This three-flywheel assembly reduces attitude jitter caused by momentum actuators in satellites, improving its on-orbit pointing stability. Spacecraft with momentum actuators suffer form attitude jitter and high frequency oscillations due to imbalance in the rotors of momentum actuators. These problems can interfere with a satellite’s orientation, imaging, and scientific experimentation, sometimes causing the whole spacecraft to become nonfunctional. Existing jitter control using active isolation techniques help to address some of the effects of jitter but are only effective in a localized area and cannot prevent wear and tear on the entire space system. Further, these systems are expensive and require a sophisticated control system. The three-flywheel assembly developed by researchers at the University of Florida provides continuous jitter control for higher performance and longer use. The three-flywheel assembly replaces the single-flywheel system and hence provides continuous on-orbit balancing capability. Existing systems with one flywheel may suffer from increased jitter over time due to imbalance growth, sometimes rendering the satellite inoperative. The use of multiple flywheels addresses this issue and the further adds layers of protection to the overall system, allowing for continued use of the satellite if one or even both of the other flywheels fail. The system also provides a cost advantage over existing active isolation techniques.
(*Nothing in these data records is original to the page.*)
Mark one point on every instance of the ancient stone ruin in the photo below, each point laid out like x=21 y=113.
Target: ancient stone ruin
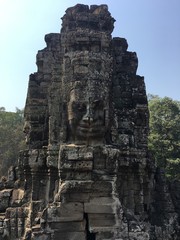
x=87 y=174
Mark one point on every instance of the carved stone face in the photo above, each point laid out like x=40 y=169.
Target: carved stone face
x=86 y=118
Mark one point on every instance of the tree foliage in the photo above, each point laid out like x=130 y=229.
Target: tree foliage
x=164 y=137
x=11 y=138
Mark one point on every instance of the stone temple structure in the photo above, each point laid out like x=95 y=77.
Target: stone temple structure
x=87 y=174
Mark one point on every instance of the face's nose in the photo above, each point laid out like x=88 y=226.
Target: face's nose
x=88 y=117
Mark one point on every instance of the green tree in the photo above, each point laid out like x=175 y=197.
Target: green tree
x=11 y=138
x=164 y=137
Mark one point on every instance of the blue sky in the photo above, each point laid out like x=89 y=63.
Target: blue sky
x=151 y=27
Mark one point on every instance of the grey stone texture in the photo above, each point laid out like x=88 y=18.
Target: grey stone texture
x=87 y=173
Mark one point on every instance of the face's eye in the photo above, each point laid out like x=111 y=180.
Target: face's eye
x=98 y=104
x=77 y=106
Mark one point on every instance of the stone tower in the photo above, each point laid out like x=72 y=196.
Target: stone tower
x=86 y=174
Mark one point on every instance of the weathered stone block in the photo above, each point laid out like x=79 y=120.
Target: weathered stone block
x=68 y=227
x=69 y=235
x=66 y=212
x=101 y=205
x=5 y=199
x=98 y=222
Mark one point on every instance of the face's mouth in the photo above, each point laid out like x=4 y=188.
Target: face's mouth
x=90 y=131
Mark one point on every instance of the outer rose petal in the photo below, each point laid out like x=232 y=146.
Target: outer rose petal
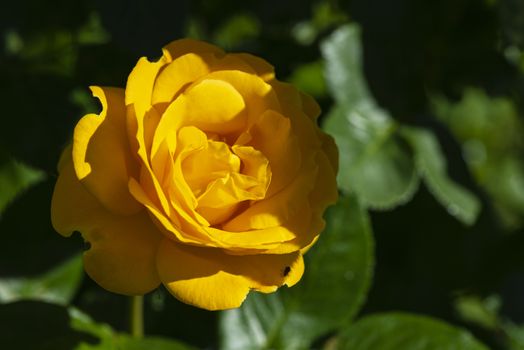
x=101 y=153
x=213 y=280
x=123 y=248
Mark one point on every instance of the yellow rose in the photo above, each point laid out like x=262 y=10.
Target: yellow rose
x=205 y=174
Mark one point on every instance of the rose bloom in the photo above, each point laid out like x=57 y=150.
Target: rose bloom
x=205 y=174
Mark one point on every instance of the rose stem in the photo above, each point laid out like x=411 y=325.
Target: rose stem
x=137 y=316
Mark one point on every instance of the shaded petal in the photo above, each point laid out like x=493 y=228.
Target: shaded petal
x=177 y=74
x=101 y=153
x=123 y=254
x=72 y=206
x=213 y=280
x=123 y=248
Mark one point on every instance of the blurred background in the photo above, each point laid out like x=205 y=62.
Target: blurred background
x=436 y=86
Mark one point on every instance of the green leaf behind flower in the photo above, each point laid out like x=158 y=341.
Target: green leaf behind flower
x=55 y=286
x=374 y=163
x=393 y=331
x=15 y=177
x=431 y=163
x=336 y=280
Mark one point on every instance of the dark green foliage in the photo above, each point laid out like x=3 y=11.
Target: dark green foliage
x=425 y=101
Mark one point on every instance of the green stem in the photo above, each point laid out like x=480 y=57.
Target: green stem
x=137 y=316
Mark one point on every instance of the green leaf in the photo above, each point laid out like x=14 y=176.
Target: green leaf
x=374 y=163
x=15 y=177
x=38 y=326
x=431 y=163
x=401 y=331
x=482 y=312
x=55 y=286
x=309 y=78
x=108 y=339
x=335 y=283
x=490 y=131
x=237 y=30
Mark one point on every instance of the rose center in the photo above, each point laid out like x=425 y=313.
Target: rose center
x=223 y=176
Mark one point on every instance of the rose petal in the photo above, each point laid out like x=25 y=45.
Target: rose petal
x=273 y=137
x=213 y=280
x=101 y=153
x=177 y=74
x=123 y=248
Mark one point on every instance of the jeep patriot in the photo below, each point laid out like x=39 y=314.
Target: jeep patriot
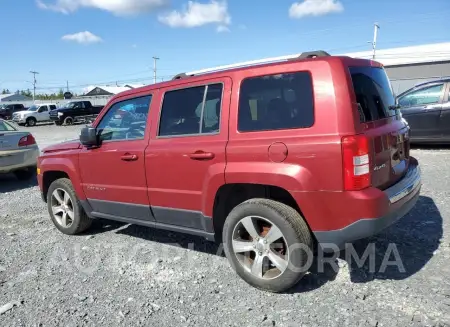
x=310 y=151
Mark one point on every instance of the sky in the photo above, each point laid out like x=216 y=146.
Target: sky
x=100 y=42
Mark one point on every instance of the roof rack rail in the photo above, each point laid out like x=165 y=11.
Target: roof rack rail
x=180 y=76
x=312 y=54
x=304 y=55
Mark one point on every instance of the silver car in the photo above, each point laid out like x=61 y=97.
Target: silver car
x=18 y=151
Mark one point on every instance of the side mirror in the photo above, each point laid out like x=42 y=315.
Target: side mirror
x=88 y=137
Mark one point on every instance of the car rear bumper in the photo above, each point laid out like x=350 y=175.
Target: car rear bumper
x=11 y=161
x=399 y=199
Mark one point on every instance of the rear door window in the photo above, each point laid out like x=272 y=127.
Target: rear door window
x=373 y=93
x=275 y=102
x=424 y=96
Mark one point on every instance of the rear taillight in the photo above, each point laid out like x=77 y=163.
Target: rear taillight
x=27 y=140
x=356 y=162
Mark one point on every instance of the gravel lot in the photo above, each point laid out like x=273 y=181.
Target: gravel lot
x=123 y=275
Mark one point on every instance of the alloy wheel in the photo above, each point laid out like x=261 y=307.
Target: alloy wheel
x=260 y=247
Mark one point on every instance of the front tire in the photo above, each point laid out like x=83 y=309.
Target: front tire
x=268 y=244
x=65 y=209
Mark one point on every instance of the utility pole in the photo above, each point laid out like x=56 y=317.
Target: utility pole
x=374 y=42
x=34 y=83
x=154 y=68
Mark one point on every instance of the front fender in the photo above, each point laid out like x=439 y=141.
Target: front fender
x=65 y=165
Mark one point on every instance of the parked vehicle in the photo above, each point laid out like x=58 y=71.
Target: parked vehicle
x=18 y=151
x=36 y=113
x=426 y=108
x=73 y=111
x=7 y=110
x=272 y=159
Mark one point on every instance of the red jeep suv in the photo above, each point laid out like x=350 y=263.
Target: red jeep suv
x=271 y=159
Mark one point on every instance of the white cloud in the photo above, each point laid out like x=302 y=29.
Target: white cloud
x=315 y=8
x=198 y=14
x=222 y=29
x=117 y=7
x=85 y=37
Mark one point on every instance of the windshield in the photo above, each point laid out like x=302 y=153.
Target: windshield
x=373 y=93
x=33 y=108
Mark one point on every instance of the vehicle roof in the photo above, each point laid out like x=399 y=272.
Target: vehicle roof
x=226 y=72
x=443 y=79
x=437 y=80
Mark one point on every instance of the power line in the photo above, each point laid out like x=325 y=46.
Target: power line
x=154 y=68
x=34 y=83
x=374 y=42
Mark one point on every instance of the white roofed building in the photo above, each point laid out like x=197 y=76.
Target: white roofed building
x=106 y=90
x=408 y=66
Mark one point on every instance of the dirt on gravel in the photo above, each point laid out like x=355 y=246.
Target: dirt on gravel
x=126 y=275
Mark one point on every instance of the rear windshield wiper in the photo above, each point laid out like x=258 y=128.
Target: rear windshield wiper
x=394 y=107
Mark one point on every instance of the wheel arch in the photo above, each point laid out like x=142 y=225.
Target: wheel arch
x=228 y=196
x=56 y=168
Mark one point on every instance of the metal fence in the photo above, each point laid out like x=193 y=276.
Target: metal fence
x=96 y=101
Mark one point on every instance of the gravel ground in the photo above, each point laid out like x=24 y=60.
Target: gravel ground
x=123 y=275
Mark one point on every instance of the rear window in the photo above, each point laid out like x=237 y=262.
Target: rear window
x=373 y=93
x=274 y=102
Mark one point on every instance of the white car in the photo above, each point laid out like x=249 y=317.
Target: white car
x=18 y=151
x=36 y=113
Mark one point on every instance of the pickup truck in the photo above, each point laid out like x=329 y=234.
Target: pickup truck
x=73 y=111
x=7 y=110
x=36 y=113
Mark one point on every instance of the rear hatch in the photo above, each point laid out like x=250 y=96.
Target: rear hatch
x=382 y=124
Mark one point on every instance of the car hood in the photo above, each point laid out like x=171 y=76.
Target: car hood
x=64 y=146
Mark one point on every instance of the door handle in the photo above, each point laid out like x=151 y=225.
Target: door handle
x=202 y=155
x=129 y=157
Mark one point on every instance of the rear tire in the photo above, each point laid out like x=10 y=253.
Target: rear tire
x=282 y=266
x=65 y=209
x=68 y=121
x=31 y=122
x=25 y=174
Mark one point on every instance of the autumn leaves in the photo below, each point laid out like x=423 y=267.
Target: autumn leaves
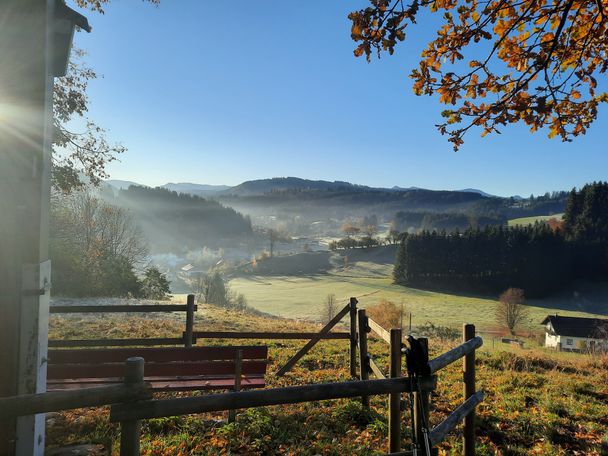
x=531 y=61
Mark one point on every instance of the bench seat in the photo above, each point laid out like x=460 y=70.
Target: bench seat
x=165 y=369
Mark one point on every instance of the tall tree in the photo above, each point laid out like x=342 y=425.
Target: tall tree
x=79 y=157
x=586 y=216
x=496 y=62
x=511 y=311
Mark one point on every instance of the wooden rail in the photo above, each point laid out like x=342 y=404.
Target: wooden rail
x=131 y=401
x=313 y=341
x=269 y=335
x=267 y=397
x=146 y=342
x=455 y=354
x=31 y=404
x=439 y=432
x=383 y=333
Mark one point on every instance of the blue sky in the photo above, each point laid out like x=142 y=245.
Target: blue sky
x=222 y=92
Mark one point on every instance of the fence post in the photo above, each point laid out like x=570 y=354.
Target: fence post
x=189 y=321
x=353 y=337
x=130 y=430
x=468 y=367
x=363 y=355
x=238 y=369
x=394 y=418
x=421 y=408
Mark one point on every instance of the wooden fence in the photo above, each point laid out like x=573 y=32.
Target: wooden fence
x=132 y=401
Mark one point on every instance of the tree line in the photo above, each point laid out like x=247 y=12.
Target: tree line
x=539 y=259
x=97 y=250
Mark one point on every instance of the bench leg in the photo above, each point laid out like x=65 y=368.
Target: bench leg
x=130 y=431
x=238 y=369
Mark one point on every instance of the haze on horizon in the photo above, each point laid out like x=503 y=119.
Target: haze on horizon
x=273 y=96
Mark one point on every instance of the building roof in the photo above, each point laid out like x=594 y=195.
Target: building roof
x=595 y=328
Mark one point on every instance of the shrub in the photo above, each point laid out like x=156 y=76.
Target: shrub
x=155 y=284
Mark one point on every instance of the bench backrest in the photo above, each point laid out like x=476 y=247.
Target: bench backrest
x=159 y=362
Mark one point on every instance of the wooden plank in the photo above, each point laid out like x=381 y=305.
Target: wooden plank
x=313 y=341
x=170 y=384
x=468 y=369
x=267 y=335
x=31 y=404
x=148 y=308
x=130 y=430
x=72 y=343
x=394 y=417
x=114 y=355
x=421 y=408
x=375 y=369
x=434 y=452
x=237 y=383
x=353 y=337
x=179 y=368
x=364 y=359
x=188 y=337
x=439 y=432
x=266 y=397
x=383 y=333
x=455 y=354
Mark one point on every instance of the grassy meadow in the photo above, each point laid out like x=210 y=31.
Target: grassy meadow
x=302 y=297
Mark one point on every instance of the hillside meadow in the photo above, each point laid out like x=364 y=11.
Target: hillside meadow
x=302 y=297
x=537 y=402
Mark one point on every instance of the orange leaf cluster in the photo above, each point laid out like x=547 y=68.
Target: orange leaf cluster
x=541 y=60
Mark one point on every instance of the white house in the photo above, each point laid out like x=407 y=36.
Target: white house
x=575 y=333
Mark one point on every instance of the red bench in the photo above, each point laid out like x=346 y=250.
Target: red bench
x=166 y=369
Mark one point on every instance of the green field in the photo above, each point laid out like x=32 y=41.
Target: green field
x=303 y=297
x=531 y=220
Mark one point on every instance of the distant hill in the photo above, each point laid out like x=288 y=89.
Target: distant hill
x=187 y=187
x=479 y=192
x=282 y=184
x=173 y=221
x=120 y=184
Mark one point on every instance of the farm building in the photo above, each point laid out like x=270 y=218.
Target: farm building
x=575 y=333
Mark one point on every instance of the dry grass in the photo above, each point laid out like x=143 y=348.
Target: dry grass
x=538 y=402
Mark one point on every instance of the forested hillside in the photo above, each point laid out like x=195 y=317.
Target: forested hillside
x=173 y=221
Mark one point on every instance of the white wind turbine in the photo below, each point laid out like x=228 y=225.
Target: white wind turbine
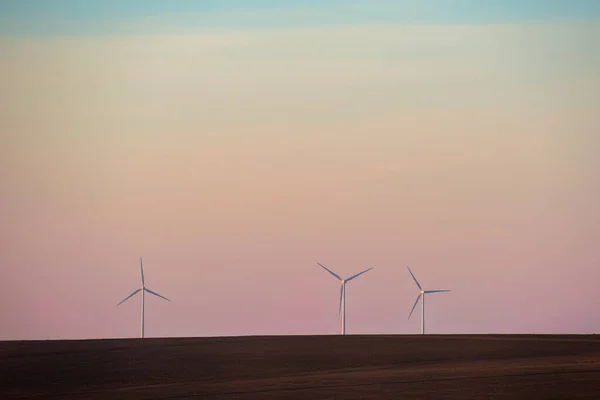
x=423 y=293
x=143 y=289
x=342 y=309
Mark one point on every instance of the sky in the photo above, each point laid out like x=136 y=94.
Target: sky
x=235 y=144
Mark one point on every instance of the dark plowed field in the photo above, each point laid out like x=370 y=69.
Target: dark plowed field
x=305 y=367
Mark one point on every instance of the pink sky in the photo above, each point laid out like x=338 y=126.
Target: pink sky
x=233 y=163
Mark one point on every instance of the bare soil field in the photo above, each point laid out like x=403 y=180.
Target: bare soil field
x=305 y=367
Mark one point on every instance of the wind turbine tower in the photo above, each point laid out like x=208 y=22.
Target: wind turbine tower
x=342 y=308
x=142 y=289
x=422 y=294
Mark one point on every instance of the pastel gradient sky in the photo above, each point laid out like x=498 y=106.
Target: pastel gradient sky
x=235 y=144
A three-flywheel assembly reduces jitter and increases satellites’ performance
University of Florida researchers have developed a three-flywheel assembly that reduces jitter in small satellites. The system includes two similarly balanced flywheels to counter the effect of residual imbalance from the first one. It cancels out jitter at the source to minimize static and dynamic imbalances while adapting to minor changes in the individual rotor imbalances that occur over time. The redundancy of multiple flywheels increases reliability and reduces the amplitude of jitter by manipulating phase difference using controlled balancing techniques.